Last week, the Obamas peered out of the Door of No Return, a part of Goree Island’s House of Slaves where, the story goes, “Africans were held before going through the door and being shipped off the continent as slaves.” Max Fisher discovers that the site’s history isn’t so straightforward:
If you ask the stewards of this museum on Goree Island what happened there, they’ll likely refer you to the plaques on the wall, which say that millions of slaves passed through the building that Obama visited Thursday, now called the House of Slaves. … But if you ask Africa scholars, they’ll tell you a very different story. “There are literally no historians who believe the Slave House is what they’re claiming it to be, or that believe Goree was statistically significant in terms of the slave trade,” Ralph Austen, who as a professor emeritus at the University of Chicago has written several academic articles on the subject, told the Associated Press.
But door remains an important landmark regardless:
Katharina Schramm, in a book on the role of history in African ideologies today, called the Door of No Return a symbol of “the cultural amnesia and sense of disconnection that slavery and the Middle Passage stand for.” The door, she wrote, has become increasingly associated not just with its largely fictional past but with its very real present as a place of historical “healing and closure,” sometimes now described as a “Door of Return” out of slavery’s shadow.

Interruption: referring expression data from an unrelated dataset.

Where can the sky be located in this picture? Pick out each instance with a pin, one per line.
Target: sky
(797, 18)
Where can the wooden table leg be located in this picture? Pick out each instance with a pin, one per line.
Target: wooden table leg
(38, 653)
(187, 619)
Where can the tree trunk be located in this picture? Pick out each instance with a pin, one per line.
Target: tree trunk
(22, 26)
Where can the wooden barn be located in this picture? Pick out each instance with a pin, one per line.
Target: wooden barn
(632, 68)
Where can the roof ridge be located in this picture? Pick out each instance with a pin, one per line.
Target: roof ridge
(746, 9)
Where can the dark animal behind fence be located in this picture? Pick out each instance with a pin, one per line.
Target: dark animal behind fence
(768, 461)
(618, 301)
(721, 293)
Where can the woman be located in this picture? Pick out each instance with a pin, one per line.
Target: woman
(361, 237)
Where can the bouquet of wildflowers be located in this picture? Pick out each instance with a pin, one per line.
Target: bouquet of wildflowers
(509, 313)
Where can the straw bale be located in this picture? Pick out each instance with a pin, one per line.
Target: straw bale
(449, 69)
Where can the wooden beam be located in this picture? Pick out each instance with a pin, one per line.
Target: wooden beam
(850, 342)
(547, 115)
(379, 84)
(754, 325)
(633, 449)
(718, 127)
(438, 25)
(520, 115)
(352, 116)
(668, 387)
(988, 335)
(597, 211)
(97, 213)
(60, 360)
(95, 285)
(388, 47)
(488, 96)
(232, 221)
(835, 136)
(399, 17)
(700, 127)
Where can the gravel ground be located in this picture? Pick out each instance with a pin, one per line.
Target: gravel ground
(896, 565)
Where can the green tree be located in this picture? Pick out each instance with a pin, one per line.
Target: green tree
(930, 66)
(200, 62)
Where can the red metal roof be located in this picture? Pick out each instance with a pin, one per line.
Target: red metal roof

Historical anthropologist François Richard adds his thoughts:
Some people use the history/memory couplet to parse the problem of Gorée’s house of slaves (i.e., history concerned with facts and memory with symbolic value and historical gravity, a mode of affective resonance absolutely central to identities in the African diaspora). It’s not the most satisfying or cutting way of analyzing the phenomenon, but it has the merit of offering a point of entry. What ‘s important to remember, though, is that while the details about the house may not be entirely exact, they do speak to a deeper historical truth – namely, the experience and infamy of turning humanity into a commodity.